In that state, I was shouting: ‘Please help me o! Please help me o! I am not a thief! I am not a thief!’ and they tore my trousers. I was not putting on any pant and I was naked. They were dragging me that I must enter their vehicle but I refused. They dragged me on the road but I refused and insisted that I must use my vehicle to go to their station. My legs were bruised and my stomach was bruised also.”

The woman said, amidst tears. She continued: “When all effort to convince them to let her go failed;” she said was bundled into the car while one of the policemen allegedly kept threatening that he would kill her even with the pregnancy.   “On getting to the police station, I pleaded with them to allow me to borrow a cloth from the shop. 

I was begging them so I would meet a woman nearby to lend me wrapper because I was naked. People around were asking me what happened even some men that were drinking in a drinking joint nearby asked me the same question and I just replied them in Igbo that: “ I am not a thief o! That it was the police that did this to me” because with the way I was treated, one could mistake me for a thief.

I bite one of the police on his back because they were holding me.   “I then entered one supermarket near the station, I met a Yoruba woman inside and asked her for some wrapper to cover myself, and she told me she had only one wrapper that she was putting on, so she gave me this gown.
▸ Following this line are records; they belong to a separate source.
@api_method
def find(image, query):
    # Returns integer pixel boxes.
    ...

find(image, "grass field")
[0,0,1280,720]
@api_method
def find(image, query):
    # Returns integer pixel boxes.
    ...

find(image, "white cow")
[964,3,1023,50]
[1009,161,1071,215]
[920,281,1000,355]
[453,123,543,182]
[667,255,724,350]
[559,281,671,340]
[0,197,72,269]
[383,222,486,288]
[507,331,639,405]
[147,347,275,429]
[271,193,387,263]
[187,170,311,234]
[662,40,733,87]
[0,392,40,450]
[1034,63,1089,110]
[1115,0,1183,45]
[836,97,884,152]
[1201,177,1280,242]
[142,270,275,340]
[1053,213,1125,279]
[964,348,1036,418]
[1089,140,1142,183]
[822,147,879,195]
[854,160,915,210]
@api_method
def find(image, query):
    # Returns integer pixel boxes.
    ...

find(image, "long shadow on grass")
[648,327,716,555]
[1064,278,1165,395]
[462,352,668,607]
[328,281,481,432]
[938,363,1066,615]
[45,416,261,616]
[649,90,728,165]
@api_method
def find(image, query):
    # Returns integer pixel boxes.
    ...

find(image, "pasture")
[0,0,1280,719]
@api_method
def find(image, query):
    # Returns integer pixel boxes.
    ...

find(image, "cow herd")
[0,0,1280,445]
My phone was in my vehicle and I told the police officers that they should allow me call my people to inform them that I was in the station, but they refused, saying that I must enter the cell.    “I pleaded with people around and they refused to give me their phone because they thought I was a mad woman with the way I dressed.

They were just looking at me. I then saw a young girl and spoke Igbo to her that I was not a thief that she should please give me her phone to make a call to my people. She gave me her phone. I called my sister whose number I could remember. I called her and told her what was happening. She came with her husband that night and met me at the police station.
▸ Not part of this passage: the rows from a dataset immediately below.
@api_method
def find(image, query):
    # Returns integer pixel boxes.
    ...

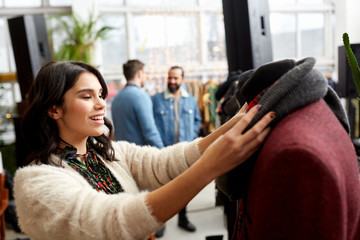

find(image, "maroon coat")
[245,99,360,240]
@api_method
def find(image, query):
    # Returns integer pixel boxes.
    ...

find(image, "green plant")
[343,33,360,96]
[50,14,114,64]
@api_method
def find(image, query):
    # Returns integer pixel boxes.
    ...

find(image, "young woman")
[14,62,274,240]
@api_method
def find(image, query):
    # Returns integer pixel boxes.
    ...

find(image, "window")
[269,0,335,69]
[4,0,41,7]
[99,0,227,86]
[100,14,128,69]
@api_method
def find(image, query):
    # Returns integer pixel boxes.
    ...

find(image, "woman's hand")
[195,104,275,178]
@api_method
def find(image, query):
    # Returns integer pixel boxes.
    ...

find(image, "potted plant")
[343,33,360,99]
[50,14,114,64]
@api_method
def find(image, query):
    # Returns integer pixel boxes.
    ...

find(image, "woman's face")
[52,72,106,142]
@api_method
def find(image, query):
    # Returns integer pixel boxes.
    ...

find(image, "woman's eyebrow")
[76,88,103,93]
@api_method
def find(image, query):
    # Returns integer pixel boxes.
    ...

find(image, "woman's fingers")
[239,103,249,113]
[234,105,261,134]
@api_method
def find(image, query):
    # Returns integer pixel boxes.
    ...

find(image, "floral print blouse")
[55,146,124,194]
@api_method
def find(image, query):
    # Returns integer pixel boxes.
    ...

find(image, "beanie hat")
[216,57,350,200]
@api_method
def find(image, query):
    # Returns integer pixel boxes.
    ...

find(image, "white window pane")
[200,0,222,8]
[101,15,127,67]
[134,15,166,66]
[298,0,324,4]
[166,15,200,64]
[134,15,199,68]
[127,0,197,6]
[97,0,124,6]
[269,0,296,6]
[204,14,226,62]
[5,0,41,7]
[299,13,325,57]
[270,13,296,59]
[49,0,72,6]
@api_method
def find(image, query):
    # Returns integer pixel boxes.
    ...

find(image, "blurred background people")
[152,66,201,237]
[111,59,164,148]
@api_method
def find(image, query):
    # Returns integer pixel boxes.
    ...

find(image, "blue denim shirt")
[111,85,164,148]
[152,88,201,146]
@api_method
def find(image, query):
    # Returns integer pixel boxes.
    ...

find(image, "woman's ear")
[48,105,61,120]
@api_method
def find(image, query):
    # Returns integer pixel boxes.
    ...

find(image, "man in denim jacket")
[152,66,201,232]
[111,59,164,148]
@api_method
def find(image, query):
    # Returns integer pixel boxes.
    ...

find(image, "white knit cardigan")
[14,140,200,240]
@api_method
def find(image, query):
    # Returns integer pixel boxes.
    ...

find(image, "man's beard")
[168,83,180,93]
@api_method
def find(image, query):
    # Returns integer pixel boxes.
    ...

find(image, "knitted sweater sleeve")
[113,139,201,190]
[14,165,162,240]
[14,141,199,240]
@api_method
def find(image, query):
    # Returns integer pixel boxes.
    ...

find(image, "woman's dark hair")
[22,61,115,165]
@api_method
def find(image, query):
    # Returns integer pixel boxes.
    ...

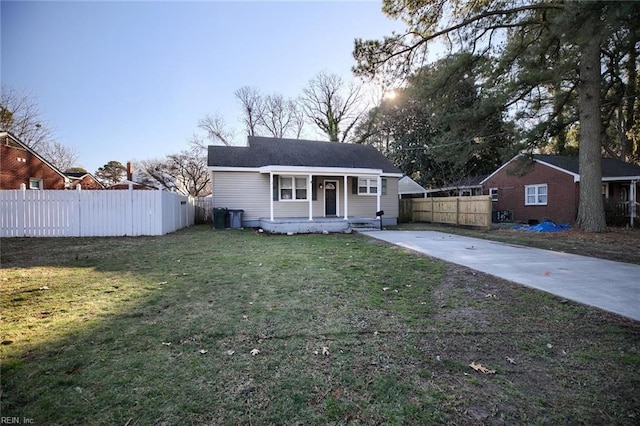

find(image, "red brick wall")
[71,175,104,189]
[0,139,64,189]
[483,160,579,223]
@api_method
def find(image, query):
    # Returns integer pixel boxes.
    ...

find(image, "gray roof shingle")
[208,136,402,173]
[533,154,640,178]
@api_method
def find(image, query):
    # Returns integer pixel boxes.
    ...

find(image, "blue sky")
[0,0,403,172]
So, they were asking what happened but her husband said we had to find those who did this and we went into the police station. So, as we entered, the DCO, one yellow man came out and told us to explain what happened over the counter so as I was talking, I felt dizzy and fainted,” she narrated.    
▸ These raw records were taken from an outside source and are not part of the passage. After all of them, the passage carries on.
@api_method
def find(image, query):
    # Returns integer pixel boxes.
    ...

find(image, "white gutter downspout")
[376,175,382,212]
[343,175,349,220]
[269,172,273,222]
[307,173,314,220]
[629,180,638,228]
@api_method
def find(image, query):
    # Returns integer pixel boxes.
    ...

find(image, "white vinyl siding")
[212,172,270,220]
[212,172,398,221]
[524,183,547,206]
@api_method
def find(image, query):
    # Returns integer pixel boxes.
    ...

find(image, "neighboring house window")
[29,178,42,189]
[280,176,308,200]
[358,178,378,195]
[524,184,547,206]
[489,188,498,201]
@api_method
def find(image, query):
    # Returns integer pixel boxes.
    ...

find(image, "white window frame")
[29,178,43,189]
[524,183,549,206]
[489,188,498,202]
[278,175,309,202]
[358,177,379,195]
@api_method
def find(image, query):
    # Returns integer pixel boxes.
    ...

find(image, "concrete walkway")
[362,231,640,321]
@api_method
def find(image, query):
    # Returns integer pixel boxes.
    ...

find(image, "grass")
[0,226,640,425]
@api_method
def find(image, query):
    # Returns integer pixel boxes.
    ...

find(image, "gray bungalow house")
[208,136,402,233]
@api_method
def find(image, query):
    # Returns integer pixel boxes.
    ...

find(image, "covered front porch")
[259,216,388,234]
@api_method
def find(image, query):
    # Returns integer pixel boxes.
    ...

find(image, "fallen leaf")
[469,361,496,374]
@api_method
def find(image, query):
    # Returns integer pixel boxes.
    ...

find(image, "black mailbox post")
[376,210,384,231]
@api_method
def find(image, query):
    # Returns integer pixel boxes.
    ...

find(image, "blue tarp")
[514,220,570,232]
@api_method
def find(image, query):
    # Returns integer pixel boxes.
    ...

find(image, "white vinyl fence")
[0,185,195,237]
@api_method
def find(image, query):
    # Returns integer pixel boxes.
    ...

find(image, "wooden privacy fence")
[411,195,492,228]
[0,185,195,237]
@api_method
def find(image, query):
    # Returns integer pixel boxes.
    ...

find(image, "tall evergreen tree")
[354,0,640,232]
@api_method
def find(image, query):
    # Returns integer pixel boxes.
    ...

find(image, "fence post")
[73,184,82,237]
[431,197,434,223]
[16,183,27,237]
At the hospital, where Elekwachi was taken, the doctor on duty, Okoawo Innocent, who spoke on behalf of the hospital management said that Chika was rushed into the hospital unconscious.   He said all necessary tests were carried out by the doctor who was on duty and it showed that the baby was fine. He, however, said she would be kept under observation.  

Chika started bleeding and to save her life and that of the baby, she was wheeled into the theatre for Dilatation and Curettage (D and C).   Confirming the arrest, the Lagos State Police Command spokesman, Kenneth Nwosu, a Deputy Superintendent of Police, gave assurance that investigation was going to confirm what actually transpired.

He also confirmed that the suspected officers, who participated in the ill treatment off the woman, had been arrested and if found guilty would be prosecuted according to the law guiding the Police Force.